SOC 2 requirements are based on the 2017 Trust Services Criteria: Security, Availability, Processing Integrity, Confidentiality, and Privacy. These control criteria are included in the Securicy platform, integrated and mapped to your policies, procedures, implementation plan, and internal reporting.
SOC 2 audits always include the Security criteria, which is referred to as the Common Criteria. Depending on the scope you define for your audit, you may choose to include one or more additional control categories from the Trust Services Criteria: Availability, Processing Integrity, Confidentiality, or Privacy.
Historically, companies used spreadsheets with the numbered SOC 2 controls, like this downloadable template you can get for free listing the Common Criteria. However, with the full content for the Trust Services Criteria in the Securicy platform, it’s easier than ever to automate and simplify SOC 2 compliance and audit prep.
An independent, certified CPA firm must conduct a SOC 2 audit. Securicy provides a customized information security program with policies, an implementation plan/checklist, and expert guidance to ensure your company is successfully prepared for your SOC 2 audit, then connects you with a trusted auditing partner.

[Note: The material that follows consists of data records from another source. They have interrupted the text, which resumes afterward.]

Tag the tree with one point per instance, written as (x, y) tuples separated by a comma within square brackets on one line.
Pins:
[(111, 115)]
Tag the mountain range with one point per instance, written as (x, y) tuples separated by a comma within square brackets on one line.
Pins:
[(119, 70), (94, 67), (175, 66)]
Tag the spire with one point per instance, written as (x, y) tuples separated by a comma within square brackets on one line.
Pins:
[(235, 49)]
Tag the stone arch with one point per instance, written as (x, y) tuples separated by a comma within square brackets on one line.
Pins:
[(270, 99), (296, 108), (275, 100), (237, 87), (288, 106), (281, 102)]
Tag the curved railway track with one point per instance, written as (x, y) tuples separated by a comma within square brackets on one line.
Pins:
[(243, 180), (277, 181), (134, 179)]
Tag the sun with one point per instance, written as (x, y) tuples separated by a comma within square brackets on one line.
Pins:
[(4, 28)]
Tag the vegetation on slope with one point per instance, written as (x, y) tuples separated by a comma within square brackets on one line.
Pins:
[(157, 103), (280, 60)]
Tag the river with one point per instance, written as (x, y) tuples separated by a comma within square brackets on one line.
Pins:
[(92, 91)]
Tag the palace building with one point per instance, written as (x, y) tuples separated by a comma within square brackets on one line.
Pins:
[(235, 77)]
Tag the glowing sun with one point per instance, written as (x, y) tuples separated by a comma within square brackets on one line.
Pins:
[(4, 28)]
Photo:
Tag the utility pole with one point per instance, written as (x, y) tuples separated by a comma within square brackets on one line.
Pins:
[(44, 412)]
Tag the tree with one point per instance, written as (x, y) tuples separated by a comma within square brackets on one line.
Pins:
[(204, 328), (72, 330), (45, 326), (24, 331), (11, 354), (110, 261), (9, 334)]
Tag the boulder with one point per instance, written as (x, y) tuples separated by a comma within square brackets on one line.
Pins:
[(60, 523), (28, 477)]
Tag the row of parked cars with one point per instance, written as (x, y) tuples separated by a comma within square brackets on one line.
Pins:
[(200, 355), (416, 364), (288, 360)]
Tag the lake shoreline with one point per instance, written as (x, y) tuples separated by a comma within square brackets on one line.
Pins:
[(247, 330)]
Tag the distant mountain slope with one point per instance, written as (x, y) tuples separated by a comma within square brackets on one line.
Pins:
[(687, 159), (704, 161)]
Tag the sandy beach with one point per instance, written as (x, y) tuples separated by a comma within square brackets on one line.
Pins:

SOC 2 reports may be used by service organizations to provide security assurance to clients during the sales process, meet compliance with regulatory requirements, or manage governance and risk management. SOC 2 has become a standard for B2B vendors and SaaS companies.
The cost of a SOC 2 audit will vary based on the audit’s scope and the certified auditor you hire. Typically, you’ll find auditor fees in the $20,000 to $45,000 range.
However, you’ll also want to budget for the cost of audit preparation — you’ll need to plan for whatever time, resources, outside expertise, and additional tools you need to bring your security program into compliance with the SOC 2 Common Criteria and any additional controls in the scope of your audit. With Securicy’s SOC 2 Audit Readiness solution, our goal is to simplify audit prep to save your team time and headaches.
Your timeline to achieve SOC 2 compliance (that is, preparing for the audit) depends on the status of your existing security program and the resources you have.
The amount of time needed for the actual SOC 2 audit will depend on the scope of the audit. A SOC 2 Type 1 audit will take less time as it is a point-in-time audit, while Type 2 typically take between six to 12 months.
To become SOC 2 compliant, your business would need to implement security policies and procedures that follow, at minimum, the common criteria for SOC 2 security controls. With Securicy’s SOC 2 Audit Readiness solution, you can get the tools to simplify the journey to SOC 2 compliance, setting you up with documentation, policies, and audit-ready data in a centralized hub ready to share with your auditor.
However, it’s important to distinguish if your business needs compliance or a certified audit. To become certified as SOC 2 compliant, you would need to schedule an audit with a CPA firm approved to perform SOC 2 audits. Some customers may be satisfied by a vendor that can demonstrate SOC 2 compliance during the sales cycle using internal reports and other proof, allowing you to avoid the months and cost of an official audit. Or to close the deal ahead of receiving the auditor’s report. Most of the time, clients will expect you to show a certified SOC 2 report from an independent auditor.
Historically, companies used unwieldy spreadsheet templates with the numbered SOC 2 controls, various documents, and manually tracked data. A spreadsheet can still be a useful starting point. However, there are much more efficient tools, which provide ongoing support for achieving and maintaining SOC 2 compliance. With the full content for the Trust Services Criteria in the Securicy platform, plus the tools to manage and report on security compliance, it’s easier than ever to automate and simplify your SOC 2 audit prep.